A study of the mechanism of Ca2+ current inhibition produced by serotonin in rat dorsal raphe neurons

• Published in: The Journal of neuroscience Vol. 11; no. 11; pp. 3594 - 3609
• Main Authors: Penington, NJ, Kelly, JS, Fox, AP
• Format: Journal Article
• Language: English
• Published: Washington, DC Soc Neuroscience 01.11.1991; Society for Neuroscience
• Subjects: Animals; Biological and medical sciences; Calcium - antagonists & inhibitors; Calcium - physiology; Central nervous system; Dihydropyridines - pharmacology; Electrophysiology; Fundamental and applied biological sciences. Psychology; Guanosine 5'-O-(3-Thiotriphosphate) - pharmacology; Guanosine Diphosphate - analogs & derivatives; Guanosine Diphosphate - pharmacology; Mollusk Venoms - pharmacology; Neurons - physiology; omega-Conotoxin GVIA; Peptides, Cyclic - pharmacology; Raphe Nuclei - cytology; Raphe Nuclei - physiology; Rats; Second Messenger Systems - physiology; Serotonin - pharmacology; Thionucleotides - pharmacology; Vertebrates: nervous system and sense organs; Calcium; Rat; Serotonin; Rodentia; Central nervous system; Electrophysiology; Patch clamp method; Ionic current; Vertebrata; Mammalia; Neuromediator; Raphe nuclei; Brain (vertebrata)

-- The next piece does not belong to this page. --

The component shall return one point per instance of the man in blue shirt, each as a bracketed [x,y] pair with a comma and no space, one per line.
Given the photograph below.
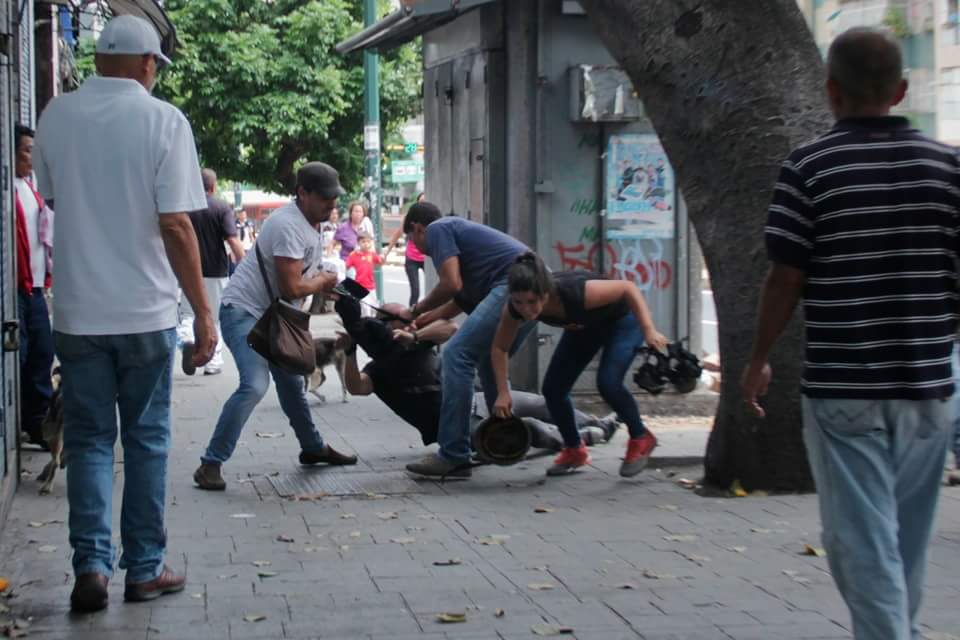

• ISSN: 0270-6474; 1529-2401
• DOI: 10.1523/jneurosci.11-11-03594.1991

Calcium currents and their modulation by 5-HT were studied using both whole-cell and single-channel patch-clamp techniques in acutely isolated adult rat dorsal raphe neurons. Evidence for three types of Ca channels (T, N, L) was obtained in both whole-cell and single-channel experiments. Approximately 4% of the total high-threshold Ca current (L-type) was sensitive to dihydropyridines (DHPs) while approximately 40% of the Ca current (N-type) was sensitive to omega-conotoxin (omega-CgTx). About 56% of the whole-cell current was insensitive to either DHPs or omega-CgTx and may thus represent a different kind of Ca current. 5-HT reduced raphe neuron Ca currents by approximately 50%, while slowing activation. 5-HT inhibited both omega-CgTx-sensitive and -insensitive Ca current. Inhibition by 5-HT was voltage dependent; prepulses to +80 mV lasting for 20 msec almost completely abolished the 5-HT-mediated inhibition. The voltage dependence of the response to 5-HT suggested that trains of action potentials might overcome the inhibition due to 5-HT. Trains of brief depolarizations were used to simulate action potentials; only about 5% of the 5-HT-induced inhibition was relieved by the trains. These results suggest that while large depolarizations could restore the Ca current inhibited by 5-HT, physiological stimuli, such as trains of action potentials, could not. The action of 5-HT was made irreversible by inclusion of GTP-gamma-S in the patch pipette, suggesting a G-protein mediation of the response to 5-HT.